Guardian columnist Polly Toynbee used similar terms to describe the infighting during an appearance on BBC Question Time on Wednesday evening, telling viewers: “There is absolute chaos inside No. 10.
“These are major, major crises such as we haven’t seen in decades, and they are fighting like rats in sacks over who does what job.”
Labour leader Keir Starmer has also commented on the row, describing the matter as “pathetic”.
He told LBC on Thursday morning: “This is pathetic. I think millions of people will be waking up this morning, scratching their heads, saying what on earth is going on?
“We’re in the middle of a pandemic, we’re all worried about our health and our families, we’re all worried about our jobs, and this lot are squabbling behind the door of Number 10.
“It’s pathetic. Pull yourselves together, focus on the job in hand.”
But with rumours about potential departures from Downing Street continue to swirl, former Tory minister Jake Berry said Prime Minister Boris Johnson was “stamping his Johnsonian authority” following Cain’s resignation.

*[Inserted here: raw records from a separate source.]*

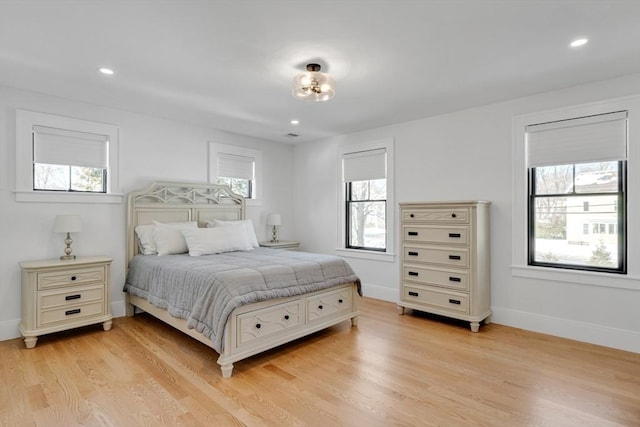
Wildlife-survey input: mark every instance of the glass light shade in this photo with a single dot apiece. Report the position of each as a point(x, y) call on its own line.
point(67, 224)
point(313, 86)
point(274, 219)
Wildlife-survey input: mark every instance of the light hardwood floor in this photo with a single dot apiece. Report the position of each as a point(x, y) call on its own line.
point(391, 370)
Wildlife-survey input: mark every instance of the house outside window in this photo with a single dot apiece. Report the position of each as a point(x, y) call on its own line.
point(577, 193)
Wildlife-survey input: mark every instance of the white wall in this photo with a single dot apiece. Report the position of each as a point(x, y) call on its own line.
point(150, 149)
point(467, 155)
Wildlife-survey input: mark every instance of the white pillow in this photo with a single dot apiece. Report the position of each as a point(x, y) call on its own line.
point(168, 237)
point(205, 241)
point(247, 226)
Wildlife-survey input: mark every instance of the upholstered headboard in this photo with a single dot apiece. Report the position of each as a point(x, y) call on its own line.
point(180, 201)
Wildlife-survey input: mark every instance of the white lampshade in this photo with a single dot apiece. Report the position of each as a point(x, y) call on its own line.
point(67, 224)
point(274, 219)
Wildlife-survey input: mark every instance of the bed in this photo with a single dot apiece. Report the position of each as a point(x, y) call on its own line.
point(212, 307)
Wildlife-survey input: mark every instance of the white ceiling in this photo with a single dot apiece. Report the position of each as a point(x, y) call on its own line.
point(229, 64)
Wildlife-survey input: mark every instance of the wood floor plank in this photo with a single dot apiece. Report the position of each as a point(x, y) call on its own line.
point(404, 370)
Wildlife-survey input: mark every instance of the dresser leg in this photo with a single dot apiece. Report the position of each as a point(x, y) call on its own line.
point(30, 342)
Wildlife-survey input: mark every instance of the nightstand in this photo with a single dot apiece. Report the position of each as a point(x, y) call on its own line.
point(290, 245)
point(63, 294)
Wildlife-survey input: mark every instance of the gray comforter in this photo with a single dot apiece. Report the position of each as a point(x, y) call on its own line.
point(205, 290)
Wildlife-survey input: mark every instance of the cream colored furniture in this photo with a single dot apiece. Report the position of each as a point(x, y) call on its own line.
point(445, 260)
point(252, 328)
point(64, 294)
point(289, 245)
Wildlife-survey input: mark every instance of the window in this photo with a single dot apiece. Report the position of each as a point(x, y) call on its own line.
point(365, 177)
point(237, 167)
point(69, 161)
point(60, 159)
point(577, 193)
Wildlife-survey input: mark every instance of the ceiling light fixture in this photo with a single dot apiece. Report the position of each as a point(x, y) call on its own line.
point(312, 85)
point(579, 42)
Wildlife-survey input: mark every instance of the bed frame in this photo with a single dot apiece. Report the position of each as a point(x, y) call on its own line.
point(252, 328)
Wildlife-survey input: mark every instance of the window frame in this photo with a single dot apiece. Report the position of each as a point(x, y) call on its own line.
point(519, 266)
point(389, 256)
point(621, 213)
point(25, 191)
point(348, 210)
point(216, 148)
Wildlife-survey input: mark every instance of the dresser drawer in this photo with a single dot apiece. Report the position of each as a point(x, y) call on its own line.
point(453, 215)
point(328, 303)
point(436, 234)
point(455, 257)
point(453, 279)
point(70, 297)
point(437, 298)
point(70, 314)
point(52, 279)
point(260, 323)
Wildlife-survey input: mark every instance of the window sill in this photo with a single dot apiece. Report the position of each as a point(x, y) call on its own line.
point(591, 278)
point(58, 197)
point(371, 255)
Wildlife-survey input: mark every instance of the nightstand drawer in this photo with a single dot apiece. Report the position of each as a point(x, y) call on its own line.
point(68, 277)
point(70, 297)
point(70, 314)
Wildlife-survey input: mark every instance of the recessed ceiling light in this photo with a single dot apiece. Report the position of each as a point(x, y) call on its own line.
point(579, 42)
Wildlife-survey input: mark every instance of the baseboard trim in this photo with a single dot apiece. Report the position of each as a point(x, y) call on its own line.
point(622, 339)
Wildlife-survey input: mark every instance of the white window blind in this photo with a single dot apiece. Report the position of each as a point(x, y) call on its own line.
point(364, 165)
point(70, 148)
point(598, 138)
point(235, 166)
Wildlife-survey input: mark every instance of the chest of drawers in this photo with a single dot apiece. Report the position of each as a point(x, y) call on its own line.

The MP for Rossendale and Darwen told ITV’s Good Morning Britain: “The departure of Lee Cain does show, I think, that the prime minister is taking back control of his government.
“He’s moving from a campaigning operation to an operation solely focused on good government. I think it’s a good move for the prime minister.
“As we go past that grim milestone, as you say, of 50,000 deaths from this appalling disease, it’s high time, I think, that there was a bit of a change of guard in Number 10.”
As anger grows over the focus on tensions inside the PM’s office, “rats” quickly trended on social media with others also fiercely criticising their conduct.
In response to a tweet about rumours that Cummings could be the next to quit, actor Hugh Grant, a vocal critic both of Brexit and the current government, simply wrote: “Ship. Rats.”
Meanwhile, businesswoman and Dragon’s Den star Deborah Meaden – also a prominent critic of Johnson – shared a similar tweet, writing: “Yep... the rats that holed the shop now jumping it.”